Comparison of manual vs. automated multimodality (CT-MRI) image registration for brain tumors.

作者信息

Sarkar Abhirup, Santiago Roberto J, Smith Ryan, Kassaee Alireza

机构信息

Department of Radiation Oncology, Hospital of the University of Pennsylvania, Philadelphia, PA 19104, USA.

出版信息

Med Dosim. 2005 Spring;30(1):20-4. doi: 10.1016/j.meddos.2004.10.004.
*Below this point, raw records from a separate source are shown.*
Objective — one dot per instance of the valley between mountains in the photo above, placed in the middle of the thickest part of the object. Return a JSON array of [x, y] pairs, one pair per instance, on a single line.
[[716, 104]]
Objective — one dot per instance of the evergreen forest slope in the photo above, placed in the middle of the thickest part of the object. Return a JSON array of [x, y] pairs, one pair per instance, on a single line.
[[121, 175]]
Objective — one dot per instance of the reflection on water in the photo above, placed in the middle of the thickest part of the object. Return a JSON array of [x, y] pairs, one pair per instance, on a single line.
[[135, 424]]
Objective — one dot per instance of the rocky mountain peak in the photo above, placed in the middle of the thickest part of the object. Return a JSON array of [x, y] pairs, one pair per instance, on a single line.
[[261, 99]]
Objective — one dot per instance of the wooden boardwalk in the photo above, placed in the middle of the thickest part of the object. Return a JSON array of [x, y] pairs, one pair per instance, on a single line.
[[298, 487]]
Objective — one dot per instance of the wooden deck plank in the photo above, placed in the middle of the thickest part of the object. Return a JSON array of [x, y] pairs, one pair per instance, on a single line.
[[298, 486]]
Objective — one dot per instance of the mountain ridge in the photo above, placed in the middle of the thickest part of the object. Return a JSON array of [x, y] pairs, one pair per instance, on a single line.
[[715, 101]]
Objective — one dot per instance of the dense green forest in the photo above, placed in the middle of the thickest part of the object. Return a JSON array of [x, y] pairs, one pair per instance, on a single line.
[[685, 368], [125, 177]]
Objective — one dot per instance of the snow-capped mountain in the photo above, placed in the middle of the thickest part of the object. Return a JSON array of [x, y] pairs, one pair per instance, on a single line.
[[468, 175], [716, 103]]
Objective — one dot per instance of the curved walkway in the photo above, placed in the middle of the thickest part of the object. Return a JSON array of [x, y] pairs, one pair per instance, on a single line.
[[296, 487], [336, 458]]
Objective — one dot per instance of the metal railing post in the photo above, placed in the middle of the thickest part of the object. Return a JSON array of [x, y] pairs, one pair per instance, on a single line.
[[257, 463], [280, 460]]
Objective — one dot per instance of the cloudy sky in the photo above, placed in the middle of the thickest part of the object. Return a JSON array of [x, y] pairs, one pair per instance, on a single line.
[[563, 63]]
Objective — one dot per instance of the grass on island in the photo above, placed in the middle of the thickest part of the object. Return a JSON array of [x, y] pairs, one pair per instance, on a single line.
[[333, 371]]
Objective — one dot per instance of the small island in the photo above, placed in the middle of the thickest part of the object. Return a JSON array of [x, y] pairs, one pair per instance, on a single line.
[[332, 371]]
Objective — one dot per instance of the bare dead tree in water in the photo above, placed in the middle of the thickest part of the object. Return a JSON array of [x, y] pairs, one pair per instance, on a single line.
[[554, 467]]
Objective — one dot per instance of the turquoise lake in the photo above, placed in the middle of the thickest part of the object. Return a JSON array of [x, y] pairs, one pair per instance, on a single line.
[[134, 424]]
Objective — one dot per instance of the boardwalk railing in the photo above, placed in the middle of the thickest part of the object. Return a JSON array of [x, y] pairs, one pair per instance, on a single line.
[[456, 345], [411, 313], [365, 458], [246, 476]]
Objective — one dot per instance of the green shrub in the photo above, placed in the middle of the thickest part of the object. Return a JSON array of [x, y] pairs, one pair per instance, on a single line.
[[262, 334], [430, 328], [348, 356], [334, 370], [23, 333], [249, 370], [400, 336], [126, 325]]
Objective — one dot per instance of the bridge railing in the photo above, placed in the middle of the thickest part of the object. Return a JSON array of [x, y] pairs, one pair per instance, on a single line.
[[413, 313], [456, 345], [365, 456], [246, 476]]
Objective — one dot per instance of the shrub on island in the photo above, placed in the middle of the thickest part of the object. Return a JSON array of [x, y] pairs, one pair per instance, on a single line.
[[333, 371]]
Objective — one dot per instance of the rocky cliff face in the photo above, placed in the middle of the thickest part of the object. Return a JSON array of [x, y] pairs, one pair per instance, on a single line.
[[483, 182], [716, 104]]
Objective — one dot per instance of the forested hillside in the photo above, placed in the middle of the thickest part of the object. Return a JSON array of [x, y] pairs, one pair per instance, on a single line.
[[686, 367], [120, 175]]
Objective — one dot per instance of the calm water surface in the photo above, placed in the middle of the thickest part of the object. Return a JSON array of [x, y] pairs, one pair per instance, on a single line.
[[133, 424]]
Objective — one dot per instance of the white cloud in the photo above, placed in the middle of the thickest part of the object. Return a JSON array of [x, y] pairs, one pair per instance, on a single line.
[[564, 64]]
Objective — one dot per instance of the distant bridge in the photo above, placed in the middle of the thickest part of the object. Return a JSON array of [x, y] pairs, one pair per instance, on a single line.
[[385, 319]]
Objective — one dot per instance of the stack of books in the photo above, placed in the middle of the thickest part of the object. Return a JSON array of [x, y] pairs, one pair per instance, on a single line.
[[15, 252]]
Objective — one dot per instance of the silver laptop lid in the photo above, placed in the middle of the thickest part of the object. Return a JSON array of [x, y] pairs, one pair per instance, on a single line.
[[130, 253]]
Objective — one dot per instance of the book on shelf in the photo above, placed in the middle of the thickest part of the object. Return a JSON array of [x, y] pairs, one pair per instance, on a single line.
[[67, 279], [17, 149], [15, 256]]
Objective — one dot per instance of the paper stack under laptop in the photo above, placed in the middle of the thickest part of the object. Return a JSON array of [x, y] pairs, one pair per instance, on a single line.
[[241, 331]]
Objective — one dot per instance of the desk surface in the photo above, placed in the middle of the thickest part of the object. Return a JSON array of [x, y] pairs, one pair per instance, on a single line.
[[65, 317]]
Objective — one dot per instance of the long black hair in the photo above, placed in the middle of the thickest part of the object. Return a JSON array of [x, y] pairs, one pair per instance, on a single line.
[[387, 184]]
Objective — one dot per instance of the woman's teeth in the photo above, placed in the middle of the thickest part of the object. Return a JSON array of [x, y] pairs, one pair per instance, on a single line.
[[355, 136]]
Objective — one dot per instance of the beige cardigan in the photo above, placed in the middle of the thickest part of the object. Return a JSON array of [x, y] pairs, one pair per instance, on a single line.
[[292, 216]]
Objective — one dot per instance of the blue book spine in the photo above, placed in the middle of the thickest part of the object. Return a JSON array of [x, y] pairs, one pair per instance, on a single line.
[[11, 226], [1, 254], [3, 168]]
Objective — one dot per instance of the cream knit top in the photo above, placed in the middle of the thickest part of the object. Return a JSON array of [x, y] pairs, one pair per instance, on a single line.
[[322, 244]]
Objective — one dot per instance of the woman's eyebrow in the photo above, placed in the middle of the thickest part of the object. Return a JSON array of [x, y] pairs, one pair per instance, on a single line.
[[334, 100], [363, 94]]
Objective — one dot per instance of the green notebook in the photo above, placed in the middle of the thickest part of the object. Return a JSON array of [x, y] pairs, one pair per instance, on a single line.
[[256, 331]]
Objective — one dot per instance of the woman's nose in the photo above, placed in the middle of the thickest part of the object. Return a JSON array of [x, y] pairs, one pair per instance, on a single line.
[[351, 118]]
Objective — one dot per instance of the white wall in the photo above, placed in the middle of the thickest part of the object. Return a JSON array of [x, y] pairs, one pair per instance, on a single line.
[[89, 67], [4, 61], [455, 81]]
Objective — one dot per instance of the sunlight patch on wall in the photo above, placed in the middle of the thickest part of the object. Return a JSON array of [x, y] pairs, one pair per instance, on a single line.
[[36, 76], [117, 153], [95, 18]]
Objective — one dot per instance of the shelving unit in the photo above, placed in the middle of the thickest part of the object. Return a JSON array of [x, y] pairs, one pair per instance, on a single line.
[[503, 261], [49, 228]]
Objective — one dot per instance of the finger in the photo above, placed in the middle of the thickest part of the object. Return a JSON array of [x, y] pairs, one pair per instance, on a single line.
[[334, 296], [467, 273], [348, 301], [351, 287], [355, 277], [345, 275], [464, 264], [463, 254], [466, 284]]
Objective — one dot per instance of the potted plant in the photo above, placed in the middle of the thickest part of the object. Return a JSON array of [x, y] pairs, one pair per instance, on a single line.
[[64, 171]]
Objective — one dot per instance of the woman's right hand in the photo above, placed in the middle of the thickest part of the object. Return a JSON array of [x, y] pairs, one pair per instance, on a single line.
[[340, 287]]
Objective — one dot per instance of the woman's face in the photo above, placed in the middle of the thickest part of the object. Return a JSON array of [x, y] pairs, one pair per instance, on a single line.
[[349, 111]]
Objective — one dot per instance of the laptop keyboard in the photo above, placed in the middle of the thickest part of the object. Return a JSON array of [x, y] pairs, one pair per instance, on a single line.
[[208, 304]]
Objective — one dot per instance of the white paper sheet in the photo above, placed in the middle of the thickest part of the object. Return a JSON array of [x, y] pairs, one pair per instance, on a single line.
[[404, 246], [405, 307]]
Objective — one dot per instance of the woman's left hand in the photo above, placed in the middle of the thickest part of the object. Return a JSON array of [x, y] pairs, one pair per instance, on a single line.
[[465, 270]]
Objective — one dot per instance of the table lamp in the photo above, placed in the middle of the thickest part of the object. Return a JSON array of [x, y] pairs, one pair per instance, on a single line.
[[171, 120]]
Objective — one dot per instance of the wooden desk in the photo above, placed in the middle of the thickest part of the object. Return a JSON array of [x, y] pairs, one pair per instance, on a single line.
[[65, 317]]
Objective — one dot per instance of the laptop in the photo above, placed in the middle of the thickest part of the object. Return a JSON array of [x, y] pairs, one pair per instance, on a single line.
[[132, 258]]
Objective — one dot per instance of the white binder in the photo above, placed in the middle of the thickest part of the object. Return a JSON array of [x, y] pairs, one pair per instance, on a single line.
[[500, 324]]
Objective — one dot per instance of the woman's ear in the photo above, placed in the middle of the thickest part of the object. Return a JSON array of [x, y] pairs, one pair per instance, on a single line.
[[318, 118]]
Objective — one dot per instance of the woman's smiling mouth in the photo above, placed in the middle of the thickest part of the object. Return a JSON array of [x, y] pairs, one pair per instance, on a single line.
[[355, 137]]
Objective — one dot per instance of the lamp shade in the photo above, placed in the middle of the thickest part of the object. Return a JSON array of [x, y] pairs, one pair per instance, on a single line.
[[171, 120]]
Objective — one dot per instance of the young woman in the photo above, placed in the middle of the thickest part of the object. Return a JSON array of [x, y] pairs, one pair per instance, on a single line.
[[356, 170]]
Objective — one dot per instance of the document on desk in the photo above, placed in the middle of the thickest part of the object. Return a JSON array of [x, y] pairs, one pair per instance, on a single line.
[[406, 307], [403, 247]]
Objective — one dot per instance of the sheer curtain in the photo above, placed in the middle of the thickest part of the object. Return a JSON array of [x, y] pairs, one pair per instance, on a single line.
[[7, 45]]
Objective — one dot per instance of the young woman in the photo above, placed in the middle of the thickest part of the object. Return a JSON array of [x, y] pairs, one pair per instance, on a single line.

DOI:10.1016/j.meddos.2004.10.004
PMID:15749007
Abstract

Computed tomgoraphy-magnetic resonance imaging (CT-MRI) registrations are routinely used for target-volume delineation of brain tumors. We clinically use 2 software packages based on manual operation and 1 automated package with 2 different algorithms: chamfer matching using bony structures, and mutual information using intensity patterns. In all registration algorithms, a minimum of 3 pairs of identical anatomical and preferably noncoplanar landmarks is used on each of the 2 image sets. In manual registration, the program registers these points and links the image sets using a 3-dimensional (3D) transformation. In automated registration, the 3 landmarks are used as an initial starting point and further processing is done to complete the registration. Using our registration packages, registration of CT and MRI was performed on 10 patients. We scored the results of each registration set based on the amount of time spent, the accuracy reported by the software, and a final evaluation. We evaluated each software program by measuring the residual error between "matched" points on the right and left globes and the posterior fossa for fused image slices. In general, manual registration showed higher misalignment between corresponding points compared to automated registration using intensity matching. This error had no directional dependence and was, most of the time, larger for a larger structure in both registration techniques. Automated algorithm based on intensity matching also gave the best results in terms of registration accuracy, irrespective of whether or not the initial landmarks were chosen carefully, when compared to that done using bone matching algorithm. Intensity-matching algorithm required the least amount of user-time and provided better accuracy.

摘要

计算机断层扫描 - 磁共振成像(CT - MRI)配准常用于脑肿瘤靶区的勾画。我们临床上使用2个基于手动操作的软件包和1个具有2种不同算法的自动软件包:利用骨结构的倒角匹配算法和利用强度模式的互信息算法。在所有配准算法中,在2个图像集的每一个上至少使用3对相同的解剖学标志点,最好是非共面的标志点。在手动配准中,程序对这些点进行配准,并使用三维(3D)变换链接图像集。在自动配准中,将这3个标志点用作初始起点,并进行进一步处理以完成配准。使用我们的配准软件包,对10例患者进行了CT和MRI配准。我们根据花费的时间、软件报告的准确性以及最终评估对每个配准集的结果进行评分。我们通过测量融合图像切片上左右眼球和后颅窝“匹配”点之间的残余误差来评估每个软件程序。一般来说,与使用强度匹配的自动配准相比,手动配准在对应点之间显示出更高的错位。这种误差没有方向依赖性,并且在两种配准技术中,对于较大的结构,大多数时候误差更大。与使用骨匹配算法相比,基于强度匹配的自动算法在配准准确性方面也给出了最佳结果,无论初始标志点是否仔细选择。强度匹配算法所需的用户时间最少,并且提供了更好的准确性。